26日、将棋の王将戦で藤井聡太六冠が防衛を果たしました。絶体絶命のピンチからの33年ぶりという歴史的な大逆転。師匠・杉本八段の分析は?
【写真を見る】藤井六冠“大逆転”なぜできた? 師匠・杉本昌隆八段の分析は…33年ぶり歴史的勝利の王将戦 「一手勝ちを読み切るスタイルが戻ってきた」 棋王戦最終第5局どうなる?
(藤井聡太六冠)
「防衛というのは厳しいと感じるところもあったので、"不思議な気持ち"というのが今の実感」
26日に王将戦七番勝負の最終第7局で挑戦者の永瀬拓矢九段に快勝し5連覇を達成した藤井六冠。1勝3敗の土俵際に追い込まれてから3連勝での「大逆転」防衛でした。
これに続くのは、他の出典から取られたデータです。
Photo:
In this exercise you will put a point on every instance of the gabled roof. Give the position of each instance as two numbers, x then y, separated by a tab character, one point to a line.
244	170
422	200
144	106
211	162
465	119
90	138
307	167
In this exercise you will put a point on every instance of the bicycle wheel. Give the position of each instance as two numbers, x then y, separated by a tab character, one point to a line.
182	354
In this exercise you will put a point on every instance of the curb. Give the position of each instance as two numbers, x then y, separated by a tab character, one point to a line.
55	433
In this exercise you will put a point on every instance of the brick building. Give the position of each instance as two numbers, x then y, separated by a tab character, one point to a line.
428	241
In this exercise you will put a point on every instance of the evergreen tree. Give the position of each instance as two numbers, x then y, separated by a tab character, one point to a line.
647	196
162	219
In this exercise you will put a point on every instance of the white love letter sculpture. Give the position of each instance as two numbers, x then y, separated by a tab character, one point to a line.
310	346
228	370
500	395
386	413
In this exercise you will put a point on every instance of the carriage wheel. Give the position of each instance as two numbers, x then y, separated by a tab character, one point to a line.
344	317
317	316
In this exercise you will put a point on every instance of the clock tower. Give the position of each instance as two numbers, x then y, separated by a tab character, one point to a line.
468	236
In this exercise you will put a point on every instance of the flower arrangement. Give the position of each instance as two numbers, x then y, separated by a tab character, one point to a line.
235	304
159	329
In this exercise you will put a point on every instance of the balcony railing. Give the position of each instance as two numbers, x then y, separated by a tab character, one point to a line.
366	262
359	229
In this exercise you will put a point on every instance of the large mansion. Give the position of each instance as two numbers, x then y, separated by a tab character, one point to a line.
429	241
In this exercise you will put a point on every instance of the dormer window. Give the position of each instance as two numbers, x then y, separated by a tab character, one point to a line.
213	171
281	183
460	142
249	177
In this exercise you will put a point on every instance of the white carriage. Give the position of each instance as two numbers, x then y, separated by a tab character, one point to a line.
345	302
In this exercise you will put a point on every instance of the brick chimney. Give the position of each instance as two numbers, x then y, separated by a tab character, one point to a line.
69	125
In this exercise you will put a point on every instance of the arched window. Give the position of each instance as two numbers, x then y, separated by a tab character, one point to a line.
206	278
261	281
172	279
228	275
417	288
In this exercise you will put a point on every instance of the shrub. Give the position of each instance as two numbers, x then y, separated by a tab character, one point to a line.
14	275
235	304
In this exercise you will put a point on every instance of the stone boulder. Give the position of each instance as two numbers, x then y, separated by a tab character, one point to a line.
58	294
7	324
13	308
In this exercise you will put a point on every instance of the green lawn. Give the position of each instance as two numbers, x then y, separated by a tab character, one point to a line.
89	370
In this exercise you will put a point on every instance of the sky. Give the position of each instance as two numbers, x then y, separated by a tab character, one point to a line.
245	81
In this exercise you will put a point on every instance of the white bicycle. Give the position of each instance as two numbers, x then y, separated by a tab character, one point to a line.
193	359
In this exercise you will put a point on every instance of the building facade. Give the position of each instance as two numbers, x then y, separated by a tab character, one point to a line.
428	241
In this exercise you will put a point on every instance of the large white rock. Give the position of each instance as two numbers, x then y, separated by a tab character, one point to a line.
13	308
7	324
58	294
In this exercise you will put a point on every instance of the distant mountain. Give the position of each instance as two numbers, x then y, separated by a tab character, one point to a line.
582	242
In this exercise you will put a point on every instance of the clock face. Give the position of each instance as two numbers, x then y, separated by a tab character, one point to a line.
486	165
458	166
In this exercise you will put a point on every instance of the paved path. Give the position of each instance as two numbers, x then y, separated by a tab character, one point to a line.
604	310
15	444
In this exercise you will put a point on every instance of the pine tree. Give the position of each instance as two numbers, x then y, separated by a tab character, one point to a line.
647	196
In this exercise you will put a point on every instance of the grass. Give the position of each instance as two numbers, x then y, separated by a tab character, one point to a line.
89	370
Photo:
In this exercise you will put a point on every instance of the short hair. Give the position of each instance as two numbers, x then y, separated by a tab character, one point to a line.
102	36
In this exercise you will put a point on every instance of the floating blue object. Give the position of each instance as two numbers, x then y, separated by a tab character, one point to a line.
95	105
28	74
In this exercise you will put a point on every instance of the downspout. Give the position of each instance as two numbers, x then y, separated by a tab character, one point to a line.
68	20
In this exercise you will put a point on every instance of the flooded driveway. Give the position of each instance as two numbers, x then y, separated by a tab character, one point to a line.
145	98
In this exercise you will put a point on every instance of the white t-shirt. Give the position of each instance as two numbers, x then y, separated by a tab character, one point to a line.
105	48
1勝3敗からの3連勝で逆転した七番勝負はなんと33年ぶりです。棋王戦とダブルでカド番に追い込まれていた藤井六冠に、何があったのでしょうか?
なぜ藤井六冠は「大逆転」防衛できた?
(大石邦彦アンカーマン)
「難しい対局の中で、なぜ藤井六冠はそれ(逆転防衛)ができたのか?」
(藤井六冠の師匠・杉本昌隆八段)
「かど番になったことで、開き直りのようなものもあったのでは。それまでは藤井六冠らしくなく、"守り"に入って負けた対局があった。負けられない勝負が続いたことによって、積極的に攻める。一手勝ちを読み切るスタイルが戻ってきた。将棋はメンタル面が大きい競技だと感じた」
(大石)
「やっぱりメンタルが大事?」
(藤井六冠の師匠・杉本昌隆八段)
「永瀬九段も3勝目を挙げて、気持ち的に変化が出たというか。『あと1番(1勝)』という思いが出てしまった。それがなかなか4勝目に届かなかった要因として少しあるのかも」
かど番から最終局へ…棋王戦も逆転防衛なるか?
今月29日には王将戦と同じく、かど番から最終局に持ち込んだ棋王戦の最終第5局が鳥取市で行われます。
(大石)
「先に王手をかけた増田八段と、追い込まれて追いついた藤井六冠、どちらが有利?」
(藤井六冠の師匠・杉本昌隆八段)
「流れがあることで言えば、追いついた藤井六冠の方が有利。逆転防衛、非常に期待できる」
窮地で覚醒した藤井六冠が再び逆転防衛できるか、注目です。